Yes, one more reason to quit smoking. Smoking - which has proven to deteriorate a person’s health by causing different types of cancer and various cardiovascular and respiratory problems - is also associated with a defect in the hearing mechanism. The deficiency leads to a hearing loss. As per the reports by the Centers for Disease Control and Prevention (CDC), almost half of a million individuals die due to health problems caused by smoking every year.
The association between hearing and smoking has been suspected in earlier studies, but it was only confirmed in recent research studies by hearing health experts. Various studies show that smokers are 70% more likely to present with a hearing loss than people who do not smoke. The risk is also seen to double up in passive smoking than ones who were not exposed to smoke at all. Earlier studies showed that the risk is directly related to a number of cigarettes smoked and smoking years. An increased prevalence has also been documented in young teens who smoke or have been exposed to smoke. The risk is almost increased to two to three times in them than non-smokers.
With every puff of smoke, many toxic chemicals like nicotine, formaldehyde, vinyl chloride, hydrogen cyanide, ammonia, and many other toxins are inhaled. Many of these toxins have a property to damage the ears, making them “ototoxic-causing” hearing problems, tinnitus, and balance problems. The auditory nerve carrying hearing signals from the ear to the brain is not fully developed until adolescence and is more prone to the chemicals inhaled during smoking. This puts kids and adolescents at a higher risk of hearing loss.

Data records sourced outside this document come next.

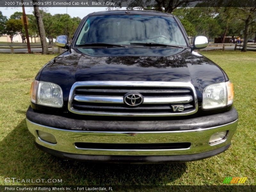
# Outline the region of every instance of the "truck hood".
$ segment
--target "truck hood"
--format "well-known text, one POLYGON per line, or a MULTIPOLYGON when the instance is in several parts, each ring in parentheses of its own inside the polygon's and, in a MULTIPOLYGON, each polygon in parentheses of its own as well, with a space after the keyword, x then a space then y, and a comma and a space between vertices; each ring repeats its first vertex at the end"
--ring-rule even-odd
POLYGON ((60 85, 64 99, 75 82, 85 81, 191 82, 200 99, 205 87, 227 77, 188 49, 113 47, 71 49, 46 65, 36 79, 60 85))

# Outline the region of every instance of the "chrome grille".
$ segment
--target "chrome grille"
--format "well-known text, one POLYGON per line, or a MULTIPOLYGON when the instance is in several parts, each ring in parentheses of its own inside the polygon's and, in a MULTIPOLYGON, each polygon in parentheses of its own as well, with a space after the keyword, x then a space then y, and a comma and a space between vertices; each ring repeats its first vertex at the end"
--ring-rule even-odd
POLYGON ((70 91, 69 110, 76 114, 124 116, 166 116, 190 115, 196 112, 196 92, 190 83, 141 81, 84 81, 75 83, 70 91), (140 105, 124 102, 128 93, 144 97, 140 105), (173 106, 184 106, 182 111, 173 106))

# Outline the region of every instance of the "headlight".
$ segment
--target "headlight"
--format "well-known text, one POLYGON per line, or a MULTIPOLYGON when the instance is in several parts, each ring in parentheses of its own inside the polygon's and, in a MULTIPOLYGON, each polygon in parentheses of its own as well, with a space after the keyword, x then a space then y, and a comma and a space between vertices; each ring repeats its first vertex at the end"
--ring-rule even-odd
POLYGON ((30 91, 31 101, 36 104, 61 108, 63 105, 62 90, 52 83, 35 80, 30 91))
POLYGON ((210 85, 203 93, 203 109, 225 107, 233 102, 233 85, 230 81, 210 85))

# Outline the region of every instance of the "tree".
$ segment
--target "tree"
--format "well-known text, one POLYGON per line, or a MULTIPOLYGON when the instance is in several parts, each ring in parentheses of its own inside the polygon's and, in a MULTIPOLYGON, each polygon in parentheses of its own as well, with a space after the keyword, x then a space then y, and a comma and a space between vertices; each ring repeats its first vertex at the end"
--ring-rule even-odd
POLYGON ((238 19, 238 15, 236 7, 218 8, 216 12, 218 13, 216 19, 222 29, 221 43, 224 43, 229 28, 238 19))
POLYGON ((7 21, 7 17, 4 16, 0 11, 0 36, 5 33, 5 24, 7 21))
POLYGON ((35 38, 35 42, 36 42, 36 37, 38 36, 39 33, 38 32, 36 21, 35 16, 32 14, 27 14, 28 20, 29 25, 28 25, 28 34, 31 37, 31 42, 32 42, 32 37, 35 38))
MULTIPOLYGON (((33 0, 33 3, 38 3, 37 0, 33 0)), ((40 40, 41 41, 41 45, 42 46, 42 54, 48 54, 48 47, 46 41, 45 32, 44 27, 43 20, 40 14, 39 8, 36 5, 33 5, 34 7, 34 14, 36 17, 36 23, 37 24, 38 31, 40 36, 40 40)))
MULTIPOLYGON (((20 20, 21 19, 22 17, 23 17, 23 13, 22 12, 16 12, 10 16, 10 19, 20 20)), ((20 36, 21 36, 22 43, 25 43, 26 35, 25 29, 24 26, 22 26, 22 28, 21 29, 20 31, 19 31, 19 33, 20 35, 20 36)))
POLYGON ((10 36, 12 43, 13 36, 18 34, 22 29, 22 26, 20 20, 10 19, 6 22, 6 32, 7 35, 10 36))
POLYGON ((244 39, 241 51, 245 52, 247 49, 250 28, 256 23, 256 7, 240 7, 239 10, 241 13, 241 19, 244 22, 244 39))
MULTIPOLYGON (((208 0, 201 0, 201 2, 208 0)), ((126 0, 120 0, 119 1, 126 1, 126 0)), ((139 9, 144 10, 155 10, 158 11, 172 13, 176 8, 179 7, 186 7, 190 3, 198 0, 155 0, 152 4, 152 1, 132 0, 128 5, 127 9, 129 10, 139 9)), ((119 2, 120 3, 120 2, 119 2)), ((117 4, 118 4, 118 3, 117 4)))

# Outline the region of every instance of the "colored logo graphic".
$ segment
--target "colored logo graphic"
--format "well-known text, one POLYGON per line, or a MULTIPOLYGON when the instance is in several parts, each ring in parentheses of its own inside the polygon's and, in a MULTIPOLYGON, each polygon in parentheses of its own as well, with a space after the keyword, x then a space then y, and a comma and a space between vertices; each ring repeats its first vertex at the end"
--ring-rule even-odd
POLYGON ((247 177, 226 177, 223 181, 223 183, 230 184, 231 183, 244 183, 247 179, 247 177))

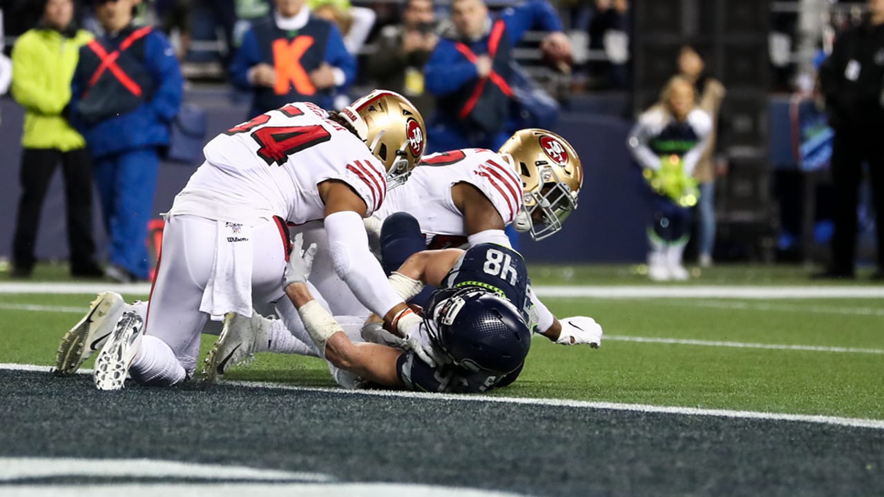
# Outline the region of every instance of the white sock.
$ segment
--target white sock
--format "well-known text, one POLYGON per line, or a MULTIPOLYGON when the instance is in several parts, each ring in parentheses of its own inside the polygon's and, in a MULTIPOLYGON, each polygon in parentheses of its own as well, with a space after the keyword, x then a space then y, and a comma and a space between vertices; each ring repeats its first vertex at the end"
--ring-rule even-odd
POLYGON ((670 266, 678 267, 682 265, 682 256, 684 255, 684 248, 688 245, 687 238, 673 241, 666 250, 667 264, 670 266))
MULTIPOLYGON (((306 330, 304 333, 307 333, 306 330)), ((293 335, 282 319, 271 319, 267 338, 267 348, 270 352, 312 356, 314 357, 319 356, 319 354, 316 353, 312 345, 308 345, 293 335)))
POLYGON ((129 374, 138 383, 153 386, 178 385, 187 376, 171 348, 151 335, 141 337, 141 348, 129 368, 129 374))
POLYGON ((134 310, 141 317, 141 323, 148 322, 148 301, 135 301, 129 304, 126 310, 134 310))

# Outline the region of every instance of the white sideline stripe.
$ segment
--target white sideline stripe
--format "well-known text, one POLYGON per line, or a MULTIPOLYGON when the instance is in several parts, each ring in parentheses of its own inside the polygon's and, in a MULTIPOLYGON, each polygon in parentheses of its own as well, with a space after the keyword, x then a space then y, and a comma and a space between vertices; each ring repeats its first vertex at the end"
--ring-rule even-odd
POLYGON ((0 294, 99 294, 117 292, 123 294, 146 295, 150 293, 150 283, 53 283, 51 281, 0 283, 0 294))
POLYGON ((75 312, 84 314, 88 310, 88 305, 80 307, 65 307, 61 305, 38 305, 29 303, 0 303, 0 309, 7 310, 38 310, 41 312, 75 312))
POLYGON ((245 466, 200 464, 151 459, 57 458, 47 464, 41 457, 0 458, 0 481, 65 476, 131 478, 199 478, 221 480, 329 482, 324 473, 260 470, 245 466))
POLYGON ((692 302, 676 302, 675 305, 690 305, 695 307, 709 307, 713 309, 733 309, 737 310, 774 310, 781 312, 800 312, 802 314, 844 314, 848 316, 884 316, 884 309, 869 307, 834 307, 830 305, 815 305, 806 307, 787 303, 759 303, 744 302, 715 302, 694 301, 692 302))
POLYGON ((880 299, 878 287, 535 287, 540 297, 594 299, 880 299))
MULTIPOLYGON (((687 299, 674 299, 687 300, 687 299)), ((868 307, 832 307, 832 306, 813 306, 804 307, 799 305, 779 304, 779 303, 756 303, 741 302, 714 302, 714 301, 692 301, 683 302, 674 302, 673 305, 684 305, 690 307, 708 307, 713 309, 729 309, 735 310, 772 310, 779 312, 799 312, 801 314, 843 314, 845 316, 880 316, 884 317, 884 309, 873 309, 868 307)), ((0 302, 0 310, 34 310, 43 312, 72 312, 81 314, 88 309, 85 304, 80 307, 57 306, 57 305, 39 305, 27 303, 3 303, 0 302)))
MULTIPOLYGON (((146 295, 149 283, 0 283, 0 294, 97 294, 113 291, 124 294, 146 295)), ((612 287, 535 287, 541 297, 624 298, 731 298, 731 299, 880 299, 884 286, 866 287, 737 287, 737 286, 612 286, 612 287)))
MULTIPOLYGON (((2 461, 0 461, 2 462, 2 461)), ((4 487, 5 490, 5 487, 4 487)), ((522 497, 493 490, 398 483, 150 483, 10 486, 10 497, 522 497)))
POLYGON ((625 335, 605 335, 602 341, 638 341, 644 343, 669 343, 675 345, 702 345, 705 347, 733 347, 735 348, 768 348, 774 350, 808 350, 811 352, 836 352, 849 354, 884 354, 881 348, 855 348, 852 347, 822 347, 817 345, 786 345, 776 343, 744 343, 741 341, 714 341, 657 337, 632 337, 625 335))
MULTIPOLYGON (((714 306, 713 306, 714 307, 714 306)), ((26 304, 4 304, 0 303, 0 309, 13 310, 35 310, 41 312, 70 312, 72 314, 82 314, 86 307, 59 307, 51 305, 26 305, 26 304)), ((737 307, 736 309, 743 309, 737 307)), ((747 308, 748 309, 748 308, 747 308)), ((864 313, 860 313, 864 314, 864 313)), ((532 338, 539 338, 535 334, 532 338)), ((736 348, 768 348, 775 350, 808 350, 812 352, 836 352, 850 354, 884 354, 884 349, 880 348, 856 348, 850 347, 823 347, 816 345, 781 345, 775 343, 745 343, 740 341, 715 341, 690 339, 674 339, 665 337, 635 337, 627 335, 605 335, 604 340, 615 341, 636 341, 645 343, 668 343, 674 345, 702 345, 707 347, 732 347, 736 348)))
MULTIPOLYGON (((0 370, 50 371, 50 366, 36 364, 13 364, 0 363, 0 370)), ((81 374, 91 374, 91 370, 80 370, 81 374)), ((677 406, 652 406, 647 404, 622 404, 617 402, 597 402, 590 401, 572 401, 566 399, 530 399, 523 397, 492 397, 478 394, 425 394, 423 392, 399 392, 391 390, 344 390, 343 388, 317 388, 311 386, 294 386, 278 383, 259 383, 256 381, 224 381, 223 385, 243 386, 248 388, 270 388, 290 390, 293 392, 317 392, 334 394, 338 395, 367 395, 374 397, 398 397, 406 399, 443 400, 460 402, 496 402, 503 404, 520 404, 534 406, 566 407, 575 409, 591 409, 605 410, 623 410, 632 412, 650 412, 674 414, 681 416, 708 416, 714 417, 734 417, 743 419, 763 419, 767 421, 792 421, 802 423, 818 423, 820 424, 834 424, 856 428, 872 428, 884 430, 884 419, 864 419, 858 417, 841 417, 834 416, 812 416, 804 414, 785 414, 776 412, 758 412, 751 410, 730 410, 700 408, 685 408, 677 406)))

Digging Deeper into Smoking and Hearing Loss
Smoking is known to cause sensorineural hearing loss (SNHL) (hearing loss caused due to damage to the nerves) by various mechanisms. It also causes direct damage to the cochlea. Cochlea is the snail-like hearing organ present in the inner ear. Smoking affects the cochlea by reducing blood supply through smoking-induced atherosclerosis (fat deposition) of the cochlear blood vessels. Nicotine can also constrict blood vessels, thus further decreasing the blood supply. Many oxygen-free radicals are produced due to smoking; these free radicals go and cause oxidative damage to hair cells of cochlea. Among many various chemicals, carbon monoxide is the dangerous chemical inhaled through smoking. The inhalation leads to the production of carboxyhemoglobin that has reduced affinity to oxygen, thus creating a hypoxic environment in the ear. Hair cells are sensitive to hypoxia and free radicals. Nicotine is also associated with decreased neurotransmitter activity in the auditory nerve, the most important nerve in transmitting hearing signals to the brain. It also damages the Eustachian tube and lining of the middle ear cavity.
Nicotine causes tinnitus, dizziness, and vertigo. It is also associated with noise-induced hearing loss. It is more frequently shown in studies to cause a problem with hearing in a noisy environment. However, other studies have shown no association between smoking and hearing loss. But it is better to quit smoking as it helps to improve other health conditions of an individual.
The bottom line is, you could be a smoker trying to quit gradually. In the course of quitting smoking, you noticed that you have hearing problems. In that case, the best bet is to consult a physician or any hearing health expert who can help you evaluate your loss.